I came across this poem in Poetry 180 and found it explanatory of the problems that I've always had reading and teaching poetry. Along with Barbara Helfgott Hyett's weeklong residency at Punahou School, the poem sparked in me a refreshed interest and approach to poetry.
Introduction To Poetry
I ask them to take a poem
and hold it up to the light
like a color slide
or press an ear against its hive.
I say drop a mouse into a poem
and watch him probe his way out,
or walk inside the poem's room
and feel the walls for a light switch.
I want them to waterski
across the surface of a poem
waving at the author's name on the shore.
But all they want to do
is tie the poem to a chair with rope
and torture a confession out of it.
They begin beating it with a hose
to find out what it really means.
Besides having to explain what a color slide is, students seem to really respond to the poem (although in the spirit of the poem, I don't ask them to).
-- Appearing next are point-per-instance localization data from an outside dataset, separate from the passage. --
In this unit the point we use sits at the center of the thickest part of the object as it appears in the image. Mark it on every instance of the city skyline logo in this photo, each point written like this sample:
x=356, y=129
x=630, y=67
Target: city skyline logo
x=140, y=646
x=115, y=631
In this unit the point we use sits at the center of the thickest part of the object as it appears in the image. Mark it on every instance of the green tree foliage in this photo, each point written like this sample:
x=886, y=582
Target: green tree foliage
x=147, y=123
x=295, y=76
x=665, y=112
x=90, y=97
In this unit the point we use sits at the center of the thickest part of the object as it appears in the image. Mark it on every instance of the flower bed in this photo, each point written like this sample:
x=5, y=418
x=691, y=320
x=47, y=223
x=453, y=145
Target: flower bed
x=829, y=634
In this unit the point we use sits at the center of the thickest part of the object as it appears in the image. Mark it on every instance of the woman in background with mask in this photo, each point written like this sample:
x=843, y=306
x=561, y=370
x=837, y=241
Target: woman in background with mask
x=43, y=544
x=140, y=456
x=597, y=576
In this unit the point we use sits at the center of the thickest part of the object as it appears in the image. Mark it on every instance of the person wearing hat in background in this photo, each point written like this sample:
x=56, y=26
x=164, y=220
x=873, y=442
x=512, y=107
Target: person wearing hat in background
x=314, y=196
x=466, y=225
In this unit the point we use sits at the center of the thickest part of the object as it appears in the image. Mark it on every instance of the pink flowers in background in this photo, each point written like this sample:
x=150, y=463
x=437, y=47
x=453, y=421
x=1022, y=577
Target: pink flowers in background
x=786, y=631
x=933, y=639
Wednesday, November 15, 2006
I started my exploration of blogging ethics with a simple Google search for "blogging ethics." Not expecting much because of previous frustration at Borders bookstore, I was pleasantly suprised to find myriad resources for a new blogger. My first stop was CyberJournalist where the editors had modified the journlism code of ethics as it applies to blogging. I'm not sure that it speaks to what I'm trying to do or what my students will be trying to do, nevertheless, it's a great start. Basically, they cover universal intellectual standards of which students should be cognizant already.
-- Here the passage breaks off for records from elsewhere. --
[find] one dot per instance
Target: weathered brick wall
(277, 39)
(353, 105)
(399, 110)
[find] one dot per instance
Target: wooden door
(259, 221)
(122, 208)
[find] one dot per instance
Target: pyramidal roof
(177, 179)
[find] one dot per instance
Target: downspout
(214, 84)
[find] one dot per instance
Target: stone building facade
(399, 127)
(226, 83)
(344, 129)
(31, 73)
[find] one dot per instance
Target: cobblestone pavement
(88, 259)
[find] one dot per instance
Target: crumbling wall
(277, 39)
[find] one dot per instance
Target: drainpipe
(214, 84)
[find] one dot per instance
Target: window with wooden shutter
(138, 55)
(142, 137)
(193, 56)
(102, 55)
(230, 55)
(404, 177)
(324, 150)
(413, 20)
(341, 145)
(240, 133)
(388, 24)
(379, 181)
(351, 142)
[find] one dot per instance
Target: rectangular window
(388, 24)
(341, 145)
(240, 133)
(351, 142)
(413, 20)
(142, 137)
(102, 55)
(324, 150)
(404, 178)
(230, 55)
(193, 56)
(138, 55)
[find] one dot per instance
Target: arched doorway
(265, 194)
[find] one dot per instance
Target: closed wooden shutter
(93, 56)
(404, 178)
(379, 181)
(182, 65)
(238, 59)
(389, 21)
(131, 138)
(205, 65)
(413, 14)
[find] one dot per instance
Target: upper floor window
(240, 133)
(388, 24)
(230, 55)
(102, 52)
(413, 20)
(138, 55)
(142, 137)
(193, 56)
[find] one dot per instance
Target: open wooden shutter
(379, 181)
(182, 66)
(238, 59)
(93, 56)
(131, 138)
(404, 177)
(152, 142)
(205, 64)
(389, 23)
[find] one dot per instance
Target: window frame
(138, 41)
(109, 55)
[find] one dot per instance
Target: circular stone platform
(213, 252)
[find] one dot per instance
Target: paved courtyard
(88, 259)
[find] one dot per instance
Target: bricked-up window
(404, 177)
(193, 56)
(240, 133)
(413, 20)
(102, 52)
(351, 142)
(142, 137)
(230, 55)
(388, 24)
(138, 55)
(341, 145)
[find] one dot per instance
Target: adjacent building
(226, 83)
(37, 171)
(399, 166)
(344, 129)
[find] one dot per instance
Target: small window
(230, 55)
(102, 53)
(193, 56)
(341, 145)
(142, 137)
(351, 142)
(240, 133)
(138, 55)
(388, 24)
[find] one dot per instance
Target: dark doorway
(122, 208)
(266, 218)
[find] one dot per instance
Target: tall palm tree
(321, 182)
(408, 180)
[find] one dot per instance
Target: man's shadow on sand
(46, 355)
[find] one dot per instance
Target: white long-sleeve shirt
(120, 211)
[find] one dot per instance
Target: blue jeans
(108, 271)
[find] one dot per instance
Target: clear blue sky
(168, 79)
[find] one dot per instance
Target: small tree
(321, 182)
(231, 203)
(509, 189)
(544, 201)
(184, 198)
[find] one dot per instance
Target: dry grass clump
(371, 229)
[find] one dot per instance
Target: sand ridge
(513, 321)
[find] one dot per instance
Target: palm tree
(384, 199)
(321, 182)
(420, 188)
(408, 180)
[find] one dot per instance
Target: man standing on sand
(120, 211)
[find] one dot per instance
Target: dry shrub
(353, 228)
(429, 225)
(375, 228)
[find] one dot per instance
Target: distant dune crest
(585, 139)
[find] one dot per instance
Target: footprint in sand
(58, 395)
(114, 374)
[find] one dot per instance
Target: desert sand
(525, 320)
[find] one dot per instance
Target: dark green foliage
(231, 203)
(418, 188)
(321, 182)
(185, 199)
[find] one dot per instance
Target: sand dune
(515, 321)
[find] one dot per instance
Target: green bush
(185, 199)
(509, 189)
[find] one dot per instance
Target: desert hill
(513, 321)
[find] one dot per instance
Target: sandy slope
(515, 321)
Next, I read an article on washingtontpost.com from 2003 on plagiarism in blogging. I was reminded of a Malcolm Gladwell essay called "Something Borrowed" published in the New Yorker in which Gladwell discuss the fact that every writer starts with something from somebody else, and it's this literary/intellectual networking-telephone-game that makes reading and writing (and blogging) such a rich experience.
The most concise of what I've read so far has been from Rebecca Blood in her handbook for blogging. She describes amateur blogging's lack of ethics as its hamartia and lists several straightforward guidelines.
I think I get it, but The Cost of Ethics, Blogging Ethics,and Blogging Ethics II are also worth clicks.
Finally,and most relevant to students and probably to me as a non-journalist is an article by David Parry I linked to from Will Richardson's blog.
Tuesday, November 14, 2006
I started this blog as an experiment, a way to figure out if a blog is an appropriate tool for my Sophomore English students to use to post an ongoing assignment called a Commonplace Book. The idea behind the assignment is that there is so much information and external stimuli in our world that confusion sets in if we don't have some way to log and file the information most relevant to us as individuals. Seems appropriate especially for the digital age, but this is not a new concept, it's been around since the eighteenth century. I was introduced to it by my department head Bruce Schauble whose parameters include:
1. Copy out passages from readings which interest you or strike you as being noteworthy
2. Record other pieces of incoming data fromthe world at large: bits of conversation, turns of phrase, song lyrics
3. Make note of questions that occur during the course of the day
4. Write down brief ideas or reflections as they occur
5. Include visual data: pictures, charts, ads, drawings
To pay such attention to what's around us creates a certain kind of attention to life that otherwise couldn't be cultivated. So that's what I'm going to try to do here. As a thematic guide, I'll try to use essential questions, which will become blog categories or tags. And I've decided that a good place to start, since an analog CP book is easy to grasp, but to go digital is something different, would be to explore what it means to blog. What are the ethics? What about copyrighted material? How can we benefit by being able to see others' commonplaces? Will sharing generate some new kind of awareness?